Action mechanism: Basiliximab is a glycoprotein that was created using recombinant technology. It is used to protect white blood cells from rejection during acute renal transplantation. It binds and inhibits the alpha chain of interleukin-2 receptors (IL-2R alpha), also known as CD25 antigen, on the surface of activated T lymphocytes. Basiliximab binds to the alpha-subunit (CD25) of the high-affinity IL-2 receptor with high affinity. This prevents IL-2 binding, which in turn prevents T-cell activation and prevents the body from mounting an immune response against the foreign kidney.

Simulect® should be administered as a bolus injection or diluted to a volume of 25 mL (10 mg vial) or 50 mL (20 mg vial) with normal saline or dextrose 5 percent and infused intravenously over 20 to 30 minutes. Basiliximab, the active ingredient, is water soluble. Simulect (basiliximab) is a sterile lyophilisate that comes in 6 mL colorless glass vials and is available in 10 mg and 20 mg strengths.

The recommended regimen for adult patients is two doses of 20 mg each. The first 20-mg dose should be administered no later than 2 hours before transplantation surgery. The second 20-mg dose should be administered four days after transplantation. If complications such as severe hypersensitivity reactions to Simulect or graft loss occur, the second dose should be withheld.

The recommended regimen for pediatric patients weighing less than 35 kg is two doses of 10 mg each. The recommended regimen for pediatric patients weighing 35 kg or more is two doses of 20 mg each. The first dose should be administered within 2 hours of transplantation surgery. The second dose should be administered four days after transplantation. If the first dose is missed, the second dose should be skipped.

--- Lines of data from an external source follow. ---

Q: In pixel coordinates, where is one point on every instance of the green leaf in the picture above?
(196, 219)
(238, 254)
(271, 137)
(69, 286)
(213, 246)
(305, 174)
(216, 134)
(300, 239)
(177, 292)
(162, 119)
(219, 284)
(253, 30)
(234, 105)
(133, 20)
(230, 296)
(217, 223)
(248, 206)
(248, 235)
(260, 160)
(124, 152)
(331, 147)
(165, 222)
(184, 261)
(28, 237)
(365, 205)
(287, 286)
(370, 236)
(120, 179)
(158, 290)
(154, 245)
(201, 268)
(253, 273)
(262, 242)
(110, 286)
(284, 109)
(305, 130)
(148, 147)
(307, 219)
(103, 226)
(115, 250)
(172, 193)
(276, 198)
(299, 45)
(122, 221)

If hypersensitivity or any other complications occur. 

Conclusion: Both ATG and simulect are still intriguing and potent tools for preventing and treating acute rejection in renal transplantation, particularly in highly immunized patients. Before using this powerful immunosuppressive drug, an individual risk–benefit analysis should always be performed . Future research should concentrate on the development of immunologically standardized biomarkers that can be routinely determined prior to transplantation and can assess the risk associated with the use of depleting cell antibodies as induction therapy.